Isabelle Carré : Oui, c’était le but de la démarche, le prendre sur une courte période et à un grand moment de fragilité, où tous les enjeux se cristallisent et où il faut prendre des décisions.
Lambert Wilson : C’est surtout le moment où il quitte sa famille. Il quitte la France, momentanément, pour la sauver. Mais il est absolument torturé à l’idée de quitter sa famille, et la réalité était qu’il ne savait ni où ni quand il la retrouverait, et même s’il la retrouverait tout court. C’est difficile d’imaginer cette réalité, et je n’arrête pas de penser aux nouvelles des guerres actuelles, ces familles sur les routes parties de Syrie… Pour nous, cet épisode, cela appartient aux livres d’histoire, on a vu beaucoup de films sur les années 40, sur la Seconde Guerre mondiale, et aujourd’hui ça peut nous sembler une fiction.
Mais j’ai des histoires de famille, ma grand-mère à Chalon-sur-Saône qui choisit ce porche plutôt qu’un autre pour s’abriter, et a la vie sauve alors que la maison juste à côté s’écroule… Ma mère avait dix ans pendant la guerre, et elle s’est retrouvée seule pendant six mois, avec ses trois frères et soeurs, en bas âge, et elle s’occupait d’eux. C’était une réalité, il ne faut pas l’oublier.
I.C. : Le film réussit bien à rendre ces gens vivants, il n’en fait pas des personnages de cire, mais des gens réels, friables, pleins de doutes, et on a le sentiment que tout s’écrit pendant le film, alors que dans les livres d’histoire, on sait simplement qu’il est allé à Londres, et « sans doute « avec sa femme… Non, ils ne savaient pas comment se retrouver. Yvonne le pensait en Algérie alors qu’il est à Londres, elle prend un dernier bateau, qui aurait pu ne pas être là…
L.W. : Dans le film, on pourrait d’ailleurs penser que c’est une habileté scénaristique, ce dernier bateau, mais c’est la réalité de leur histoire. La probabilité de réussir la traversée était infime !
Si le général de Gaulle est un personnage très documenté, son épouse Yvonne l'est beaucoup moins.
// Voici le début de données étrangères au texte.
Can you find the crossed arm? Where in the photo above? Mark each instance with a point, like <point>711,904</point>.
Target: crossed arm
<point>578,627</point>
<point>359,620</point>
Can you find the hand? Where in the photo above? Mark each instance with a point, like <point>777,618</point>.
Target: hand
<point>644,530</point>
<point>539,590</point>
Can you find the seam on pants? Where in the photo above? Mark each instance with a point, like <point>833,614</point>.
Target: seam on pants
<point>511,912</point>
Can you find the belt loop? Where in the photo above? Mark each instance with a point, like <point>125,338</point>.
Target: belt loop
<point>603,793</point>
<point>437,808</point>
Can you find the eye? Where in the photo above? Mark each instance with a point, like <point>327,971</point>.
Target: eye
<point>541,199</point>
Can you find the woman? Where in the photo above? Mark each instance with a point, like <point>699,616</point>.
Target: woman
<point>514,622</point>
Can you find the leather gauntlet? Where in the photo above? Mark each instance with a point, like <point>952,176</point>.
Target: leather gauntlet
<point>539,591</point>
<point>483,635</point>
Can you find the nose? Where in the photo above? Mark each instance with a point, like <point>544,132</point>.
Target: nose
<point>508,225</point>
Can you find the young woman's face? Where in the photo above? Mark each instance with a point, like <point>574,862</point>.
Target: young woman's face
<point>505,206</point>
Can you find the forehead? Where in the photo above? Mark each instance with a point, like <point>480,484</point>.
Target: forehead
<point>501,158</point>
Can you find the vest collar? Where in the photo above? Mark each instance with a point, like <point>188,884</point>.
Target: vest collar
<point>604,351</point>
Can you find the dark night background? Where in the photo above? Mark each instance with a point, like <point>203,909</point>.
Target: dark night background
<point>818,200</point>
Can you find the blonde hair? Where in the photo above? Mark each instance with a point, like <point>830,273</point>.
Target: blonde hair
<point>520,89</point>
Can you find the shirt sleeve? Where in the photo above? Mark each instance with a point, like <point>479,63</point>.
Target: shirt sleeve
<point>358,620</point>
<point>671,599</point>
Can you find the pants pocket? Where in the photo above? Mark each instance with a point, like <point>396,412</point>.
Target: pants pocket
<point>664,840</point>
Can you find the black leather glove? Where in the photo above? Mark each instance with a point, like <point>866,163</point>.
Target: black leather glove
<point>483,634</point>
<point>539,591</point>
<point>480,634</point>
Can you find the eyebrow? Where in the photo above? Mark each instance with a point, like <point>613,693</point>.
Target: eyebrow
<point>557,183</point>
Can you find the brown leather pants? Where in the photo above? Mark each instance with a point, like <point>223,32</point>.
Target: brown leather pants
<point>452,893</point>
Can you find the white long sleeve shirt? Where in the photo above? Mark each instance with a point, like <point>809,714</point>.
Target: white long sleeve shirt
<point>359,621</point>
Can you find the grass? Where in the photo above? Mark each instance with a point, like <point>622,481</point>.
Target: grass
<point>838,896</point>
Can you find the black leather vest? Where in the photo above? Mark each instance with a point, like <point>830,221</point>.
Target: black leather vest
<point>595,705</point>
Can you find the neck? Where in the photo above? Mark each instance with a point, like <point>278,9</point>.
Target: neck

Isabelle Carré, comment avez-vous incarné cette femme ?
I.C. : Mon personnage, c’était du pain béni, j’avais le champ libre, avec quelques directions et traits de caractère : « aime la discrétion », « a le goût du secret », « est très amoureuse ». Il y avait aussi quelques points importants, comme le fait qu’elle a voulu garder sa fille, alors qu’à cette époque on cachait les enfants handicapés dans des asiles. Quelqu’un de fort et déterminé, avec une ambivalence : elle est à la fois moderne sur certains points mais conservatrice sur d'autres. Mais j’oubliais aussi tout ça pour penser à mon partenaire et profiter de sa générosité de jeu, et des scènes formidables qu’on avait à jouer ensemble.
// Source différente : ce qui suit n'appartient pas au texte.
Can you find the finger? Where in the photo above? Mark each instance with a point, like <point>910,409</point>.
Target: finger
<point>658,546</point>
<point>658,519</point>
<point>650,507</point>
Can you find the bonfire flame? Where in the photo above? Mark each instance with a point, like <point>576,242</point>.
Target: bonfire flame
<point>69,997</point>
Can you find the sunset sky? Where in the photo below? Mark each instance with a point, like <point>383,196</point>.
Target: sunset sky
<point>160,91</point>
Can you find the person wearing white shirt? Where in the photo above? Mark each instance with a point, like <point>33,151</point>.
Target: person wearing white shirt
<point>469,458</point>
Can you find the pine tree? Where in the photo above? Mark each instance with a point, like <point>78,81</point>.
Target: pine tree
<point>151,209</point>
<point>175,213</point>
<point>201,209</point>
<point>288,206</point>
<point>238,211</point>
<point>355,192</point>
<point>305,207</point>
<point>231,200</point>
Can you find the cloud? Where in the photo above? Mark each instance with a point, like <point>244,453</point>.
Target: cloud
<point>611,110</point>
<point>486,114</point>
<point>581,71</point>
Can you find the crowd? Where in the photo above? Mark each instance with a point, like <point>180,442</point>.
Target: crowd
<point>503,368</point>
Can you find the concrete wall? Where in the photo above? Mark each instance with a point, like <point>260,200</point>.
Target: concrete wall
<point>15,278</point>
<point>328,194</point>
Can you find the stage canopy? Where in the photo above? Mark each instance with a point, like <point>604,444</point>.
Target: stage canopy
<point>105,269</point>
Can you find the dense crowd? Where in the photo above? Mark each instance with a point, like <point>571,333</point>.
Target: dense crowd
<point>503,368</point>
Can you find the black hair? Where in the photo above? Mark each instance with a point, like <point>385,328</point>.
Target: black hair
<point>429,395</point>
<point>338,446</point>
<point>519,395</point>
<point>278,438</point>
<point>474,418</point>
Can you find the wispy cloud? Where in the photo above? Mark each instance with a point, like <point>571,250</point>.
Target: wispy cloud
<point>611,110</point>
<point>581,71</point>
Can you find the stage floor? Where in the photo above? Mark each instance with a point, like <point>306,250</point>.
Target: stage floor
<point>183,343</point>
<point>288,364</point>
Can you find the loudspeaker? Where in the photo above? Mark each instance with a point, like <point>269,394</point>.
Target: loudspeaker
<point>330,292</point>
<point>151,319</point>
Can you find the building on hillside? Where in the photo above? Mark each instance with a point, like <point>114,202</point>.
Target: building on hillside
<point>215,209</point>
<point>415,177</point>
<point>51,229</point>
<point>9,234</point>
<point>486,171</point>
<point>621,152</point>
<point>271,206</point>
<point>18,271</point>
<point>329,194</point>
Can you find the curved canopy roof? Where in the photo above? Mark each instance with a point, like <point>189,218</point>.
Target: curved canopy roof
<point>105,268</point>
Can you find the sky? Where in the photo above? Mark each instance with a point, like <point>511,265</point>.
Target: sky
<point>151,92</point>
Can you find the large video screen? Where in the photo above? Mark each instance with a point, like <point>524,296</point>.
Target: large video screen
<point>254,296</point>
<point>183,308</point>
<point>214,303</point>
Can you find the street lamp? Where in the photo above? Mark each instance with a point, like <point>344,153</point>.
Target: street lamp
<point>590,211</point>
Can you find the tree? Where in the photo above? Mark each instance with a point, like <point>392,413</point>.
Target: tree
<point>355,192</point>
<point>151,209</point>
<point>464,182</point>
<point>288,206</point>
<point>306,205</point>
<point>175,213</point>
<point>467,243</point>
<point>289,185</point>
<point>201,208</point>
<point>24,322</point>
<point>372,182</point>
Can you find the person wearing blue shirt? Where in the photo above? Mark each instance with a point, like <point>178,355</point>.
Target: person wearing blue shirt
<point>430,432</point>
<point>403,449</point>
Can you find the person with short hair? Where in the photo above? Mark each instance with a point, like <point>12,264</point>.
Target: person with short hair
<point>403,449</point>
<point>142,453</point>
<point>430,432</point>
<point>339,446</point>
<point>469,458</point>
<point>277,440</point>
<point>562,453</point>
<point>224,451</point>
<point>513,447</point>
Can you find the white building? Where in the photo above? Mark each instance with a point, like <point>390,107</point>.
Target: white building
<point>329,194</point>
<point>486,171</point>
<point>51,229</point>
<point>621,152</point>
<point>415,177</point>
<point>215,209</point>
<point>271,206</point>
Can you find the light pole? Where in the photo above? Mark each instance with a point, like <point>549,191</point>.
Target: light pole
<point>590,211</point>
Quel était l'enjeu de l'incarnation de Charles de Gaulle ?
L.W. : Il n’est pas présenté comme une statue. Il a bien sûr des réflexes, un point de vue, il se fait entendre, mais il est dans la solitude, l’anxiété, une très grande inquiétude. On le voit habité du trésor qu’est l’amour qu’il reçoit de son épouse et de ses enfants.
Pour l’anecdote, on a fait la semaine dernière pour un magazine, avec le réalisateur, une photo au pied de la statue du rond-point des Champs-Élysées, et on était inquiets, parce qu’on se disait : « c’est tout ce qu’on n’a pas voulu faire », confirmer le côté glorieux et statufié. Finalement ça s'est bien passé...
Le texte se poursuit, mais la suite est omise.